What does a pound of fat look like? It’s about 18% greater in terms of volume that a pound of muscle. The picture above is an accurate replica of a pound of fat and muscle.
A few years ago, when I was 50lbs heavier, I used to be able to float. I could just lie on my back, put my arms out, stick my head back and float.
These days I sink like a stone. Even with a big breath my legs gradually drag me down. Why is this?
Simple really. The density of muscle is 1.06 g/ml and density of fat is around 0.9 g/ml. So when I was carrying 90lbs of fat I used have a density below one and could happily float. Now that I’ve got just 25lbs of fat with my 155lbs of lean mass my density has drifted above one and I sink.
What’s the point?
A pound of fat looks a heck of a lot like a pound of muscle in terms of volume. The fat has 18% greater volume which is only a small visual difference. You can see this above.

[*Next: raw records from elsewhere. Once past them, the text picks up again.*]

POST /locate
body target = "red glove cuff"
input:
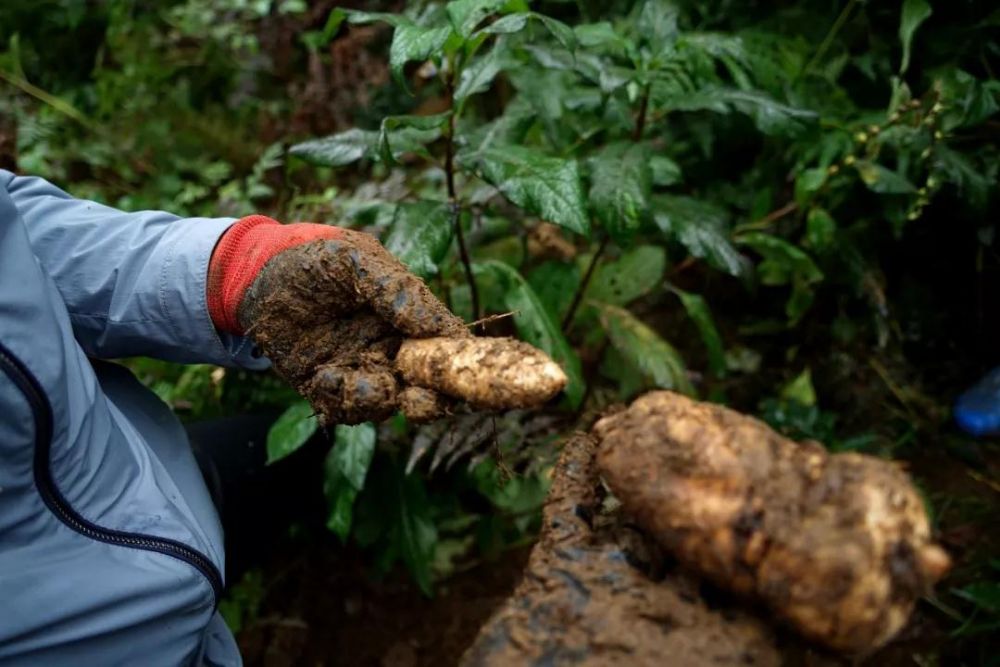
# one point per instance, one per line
(242, 252)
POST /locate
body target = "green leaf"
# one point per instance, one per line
(636, 273)
(346, 467)
(479, 74)
(984, 594)
(697, 309)
(465, 15)
(664, 171)
(701, 228)
(782, 260)
(642, 348)
(356, 16)
(408, 134)
(785, 264)
(413, 42)
(807, 182)
(601, 37)
(800, 389)
(915, 12)
(420, 236)
(337, 150)
(881, 180)
(620, 184)
(821, 229)
(291, 430)
(562, 32)
(536, 326)
(548, 187)
(506, 25)
(555, 283)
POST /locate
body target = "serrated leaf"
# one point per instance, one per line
(800, 389)
(785, 264)
(555, 283)
(420, 236)
(782, 260)
(620, 184)
(636, 273)
(701, 228)
(465, 15)
(479, 74)
(506, 25)
(360, 17)
(643, 349)
(548, 187)
(915, 12)
(664, 171)
(407, 134)
(984, 594)
(821, 229)
(601, 37)
(807, 182)
(881, 180)
(562, 32)
(290, 431)
(697, 309)
(413, 42)
(346, 467)
(536, 326)
(337, 150)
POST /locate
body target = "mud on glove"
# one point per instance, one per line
(329, 307)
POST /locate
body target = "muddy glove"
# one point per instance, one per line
(330, 308)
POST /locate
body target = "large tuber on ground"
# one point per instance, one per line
(597, 593)
(836, 545)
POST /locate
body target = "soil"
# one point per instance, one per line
(838, 545)
(323, 608)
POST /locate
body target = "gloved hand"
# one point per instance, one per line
(329, 307)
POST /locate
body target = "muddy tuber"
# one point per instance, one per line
(837, 545)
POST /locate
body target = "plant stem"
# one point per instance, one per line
(825, 44)
(640, 118)
(578, 297)
(455, 205)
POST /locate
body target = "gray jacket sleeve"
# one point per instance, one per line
(134, 283)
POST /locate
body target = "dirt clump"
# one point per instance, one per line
(595, 593)
(332, 315)
(838, 546)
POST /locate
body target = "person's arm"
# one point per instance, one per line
(134, 283)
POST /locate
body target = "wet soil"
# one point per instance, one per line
(325, 608)
(838, 545)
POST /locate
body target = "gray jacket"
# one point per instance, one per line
(110, 547)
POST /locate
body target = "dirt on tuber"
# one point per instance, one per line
(838, 546)
(357, 334)
(596, 592)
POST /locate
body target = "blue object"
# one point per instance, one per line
(977, 411)
(110, 546)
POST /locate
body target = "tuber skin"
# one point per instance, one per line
(360, 337)
(837, 545)
(486, 373)
(595, 593)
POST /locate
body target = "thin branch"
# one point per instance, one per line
(828, 40)
(578, 297)
(456, 207)
(640, 118)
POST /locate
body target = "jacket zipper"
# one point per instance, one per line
(57, 503)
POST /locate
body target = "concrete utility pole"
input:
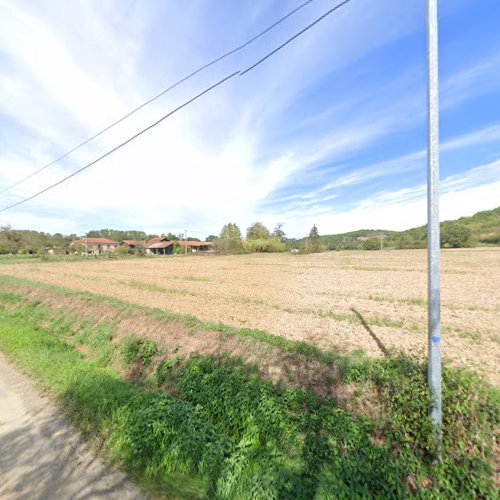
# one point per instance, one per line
(433, 243)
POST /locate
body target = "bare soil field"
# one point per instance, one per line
(374, 301)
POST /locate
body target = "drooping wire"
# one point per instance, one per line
(130, 139)
(301, 32)
(220, 82)
(157, 96)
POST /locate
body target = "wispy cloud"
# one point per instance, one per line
(318, 127)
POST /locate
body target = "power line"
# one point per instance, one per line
(157, 96)
(130, 139)
(220, 82)
(301, 32)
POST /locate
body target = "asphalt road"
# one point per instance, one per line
(41, 456)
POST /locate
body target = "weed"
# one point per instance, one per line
(217, 430)
(138, 349)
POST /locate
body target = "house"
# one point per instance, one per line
(96, 246)
(159, 246)
(133, 245)
(197, 246)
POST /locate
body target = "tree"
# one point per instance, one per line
(314, 243)
(230, 232)
(230, 239)
(371, 244)
(455, 236)
(257, 231)
(279, 233)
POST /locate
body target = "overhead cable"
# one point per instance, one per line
(220, 82)
(157, 96)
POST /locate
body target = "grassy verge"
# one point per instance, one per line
(210, 427)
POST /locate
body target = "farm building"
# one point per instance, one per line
(96, 246)
(159, 246)
(133, 245)
(197, 246)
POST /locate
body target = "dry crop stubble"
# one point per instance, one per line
(336, 300)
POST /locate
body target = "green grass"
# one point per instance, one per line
(211, 427)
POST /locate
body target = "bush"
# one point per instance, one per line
(136, 349)
(264, 245)
(455, 236)
(371, 244)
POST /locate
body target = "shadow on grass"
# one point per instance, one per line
(229, 434)
(367, 327)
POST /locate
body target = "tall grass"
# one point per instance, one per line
(211, 427)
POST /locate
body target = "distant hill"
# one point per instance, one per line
(482, 228)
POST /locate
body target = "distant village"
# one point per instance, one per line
(154, 246)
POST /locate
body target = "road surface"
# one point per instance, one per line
(41, 456)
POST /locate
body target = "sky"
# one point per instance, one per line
(330, 131)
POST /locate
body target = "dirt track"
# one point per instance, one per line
(337, 300)
(41, 456)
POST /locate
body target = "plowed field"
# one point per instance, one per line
(374, 301)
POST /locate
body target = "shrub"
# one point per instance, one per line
(371, 244)
(137, 349)
(264, 245)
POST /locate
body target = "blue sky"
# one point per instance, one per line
(331, 130)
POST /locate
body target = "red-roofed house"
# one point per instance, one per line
(160, 246)
(96, 246)
(133, 245)
(196, 246)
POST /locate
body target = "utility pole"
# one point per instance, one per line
(433, 243)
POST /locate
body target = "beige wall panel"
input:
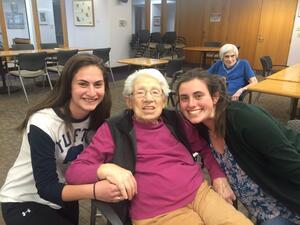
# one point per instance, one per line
(275, 30)
(189, 24)
(216, 29)
(243, 25)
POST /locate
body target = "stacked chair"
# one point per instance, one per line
(30, 65)
(62, 58)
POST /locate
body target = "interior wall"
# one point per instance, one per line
(112, 28)
(120, 30)
(294, 53)
(47, 30)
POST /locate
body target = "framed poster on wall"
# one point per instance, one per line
(83, 12)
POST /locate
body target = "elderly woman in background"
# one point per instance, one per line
(260, 156)
(237, 72)
(145, 152)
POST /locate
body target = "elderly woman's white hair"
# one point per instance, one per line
(226, 48)
(156, 74)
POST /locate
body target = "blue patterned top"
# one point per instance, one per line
(259, 204)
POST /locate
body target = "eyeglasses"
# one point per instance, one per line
(155, 93)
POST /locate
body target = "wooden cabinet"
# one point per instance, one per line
(259, 27)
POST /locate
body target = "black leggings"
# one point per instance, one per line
(32, 213)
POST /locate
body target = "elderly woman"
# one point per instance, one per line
(146, 154)
(260, 156)
(237, 72)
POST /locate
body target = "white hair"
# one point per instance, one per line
(227, 48)
(154, 73)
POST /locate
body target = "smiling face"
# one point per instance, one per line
(229, 59)
(87, 91)
(147, 100)
(195, 101)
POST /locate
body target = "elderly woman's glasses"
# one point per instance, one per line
(155, 93)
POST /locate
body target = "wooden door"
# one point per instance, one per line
(275, 30)
(243, 26)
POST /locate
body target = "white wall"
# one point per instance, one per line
(294, 53)
(107, 31)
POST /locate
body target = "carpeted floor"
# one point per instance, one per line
(13, 108)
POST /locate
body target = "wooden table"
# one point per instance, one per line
(13, 53)
(291, 74)
(278, 87)
(203, 51)
(143, 62)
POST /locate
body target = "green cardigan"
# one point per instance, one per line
(266, 150)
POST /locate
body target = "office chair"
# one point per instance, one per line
(169, 41)
(268, 66)
(30, 65)
(268, 69)
(212, 56)
(103, 53)
(62, 58)
(172, 72)
(52, 58)
(155, 39)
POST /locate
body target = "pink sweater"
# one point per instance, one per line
(166, 174)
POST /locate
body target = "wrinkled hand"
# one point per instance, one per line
(119, 176)
(223, 188)
(107, 192)
(237, 94)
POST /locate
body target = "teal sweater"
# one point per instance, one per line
(266, 150)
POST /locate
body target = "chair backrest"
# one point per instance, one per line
(144, 36)
(64, 55)
(169, 37)
(212, 44)
(267, 65)
(102, 53)
(155, 37)
(32, 61)
(294, 124)
(49, 45)
(173, 66)
(22, 47)
(21, 41)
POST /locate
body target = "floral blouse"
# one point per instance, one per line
(259, 204)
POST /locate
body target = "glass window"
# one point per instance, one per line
(16, 20)
(50, 21)
(155, 24)
(1, 38)
(171, 13)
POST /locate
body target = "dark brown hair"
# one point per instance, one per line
(215, 85)
(60, 96)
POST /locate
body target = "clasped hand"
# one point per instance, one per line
(222, 187)
(122, 178)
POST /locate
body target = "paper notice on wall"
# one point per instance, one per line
(215, 17)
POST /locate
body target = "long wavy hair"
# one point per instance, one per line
(60, 96)
(216, 86)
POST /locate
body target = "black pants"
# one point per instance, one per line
(32, 213)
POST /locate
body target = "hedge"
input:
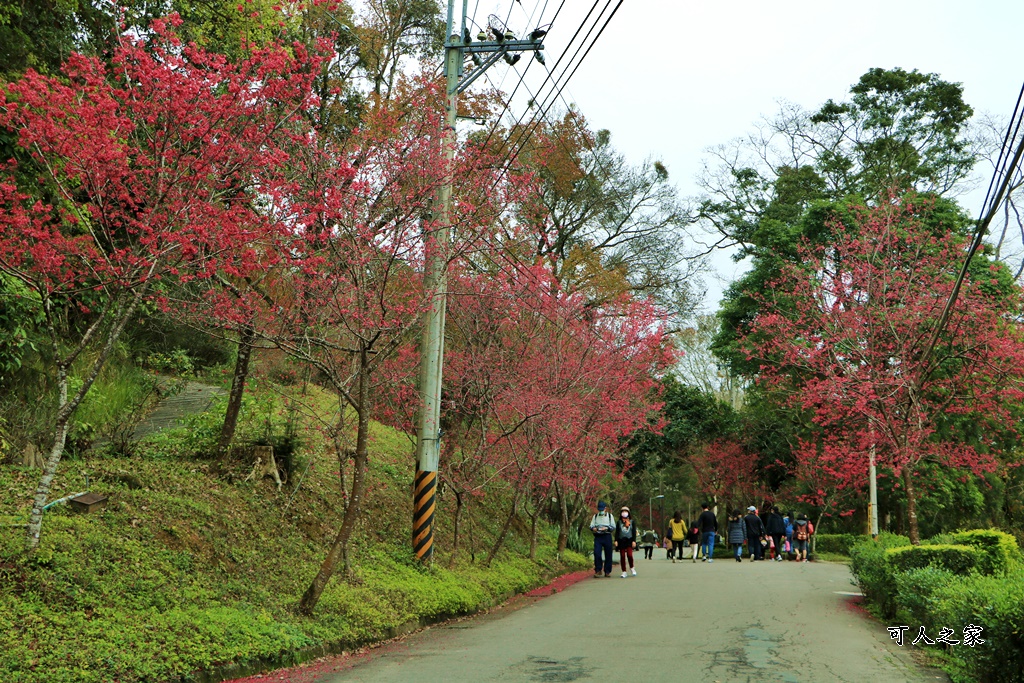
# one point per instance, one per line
(836, 543)
(947, 585)
(958, 559)
(1001, 554)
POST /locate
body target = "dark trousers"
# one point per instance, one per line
(777, 539)
(602, 544)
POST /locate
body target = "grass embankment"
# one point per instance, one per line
(184, 570)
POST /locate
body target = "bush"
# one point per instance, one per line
(996, 604)
(870, 566)
(836, 543)
(915, 594)
(958, 559)
(1001, 554)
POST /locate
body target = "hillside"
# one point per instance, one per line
(190, 566)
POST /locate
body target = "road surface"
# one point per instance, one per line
(727, 622)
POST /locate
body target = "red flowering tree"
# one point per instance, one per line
(844, 334)
(148, 171)
(726, 471)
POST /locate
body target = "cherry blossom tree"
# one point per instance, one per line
(150, 170)
(842, 336)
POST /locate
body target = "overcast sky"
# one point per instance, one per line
(671, 78)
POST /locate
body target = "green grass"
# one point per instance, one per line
(198, 568)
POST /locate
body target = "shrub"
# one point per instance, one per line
(869, 565)
(958, 559)
(915, 593)
(996, 604)
(836, 543)
(1001, 554)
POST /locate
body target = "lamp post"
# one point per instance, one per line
(650, 514)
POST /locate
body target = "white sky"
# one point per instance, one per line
(671, 78)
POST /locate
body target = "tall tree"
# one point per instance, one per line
(151, 165)
(843, 337)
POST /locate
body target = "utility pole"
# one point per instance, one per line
(457, 46)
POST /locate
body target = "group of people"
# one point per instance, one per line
(773, 532)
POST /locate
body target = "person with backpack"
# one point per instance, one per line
(649, 540)
(677, 534)
(776, 529)
(790, 518)
(601, 525)
(693, 538)
(755, 531)
(708, 524)
(802, 531)
(626, 540)
(736, 535)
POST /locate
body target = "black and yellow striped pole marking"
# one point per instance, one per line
(423, 514)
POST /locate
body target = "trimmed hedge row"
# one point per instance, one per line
(836, 543)
(956, 580)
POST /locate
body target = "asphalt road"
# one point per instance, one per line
(727, 622)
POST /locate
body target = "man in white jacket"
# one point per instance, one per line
(602, 524)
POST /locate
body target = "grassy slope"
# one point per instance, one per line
(189, 570)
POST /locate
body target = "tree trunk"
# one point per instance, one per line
(247, 336)
(340, 546)
(504, 531)
(563, 522)
(458, 521)
(911, 507)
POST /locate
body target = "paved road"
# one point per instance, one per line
(727, 622)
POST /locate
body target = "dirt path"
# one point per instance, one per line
(196, 397)
(726, 622)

The Silliest Myth in Fitness
If we’ve learnt something over the last few years its that people are very quick to believe things that they want to believe.
Take this example from the New York Times no less:
Fat takes up about four times the space of muscle tissue, for example, so it is quite possible to look and feel fatter even if your height and weight remain the same.
It’s very nice to believe that a pound of fat is four times the size of a pound of muscle, but that doesn’t make it true. Just look at the first few images google throws at us if you google muscle vs fat.
Can you see a trend? These images are all nonsense. They are comparing 5lbs of fat with 1lbs of muscle. I guess somebody confused energy density with physical density, and then inverted it at some point?
People just seem to believe what they want to believe? Even when physics is shaking its head.
Want an easy way to think about it? Try this shortcut.
The density of sea water is 1.03. Think of this as muscle.
The density of ice is about 0.92. Think of this as fat.
So freeze a pound a ‘muscle’, and you’ll get a pound of ‘fat’. Still weighs a pound, just looks a bit bigger.
That’s right. You can weight out any amount of water, freeze it and you’ll have a tidy estimate of the volume of fat.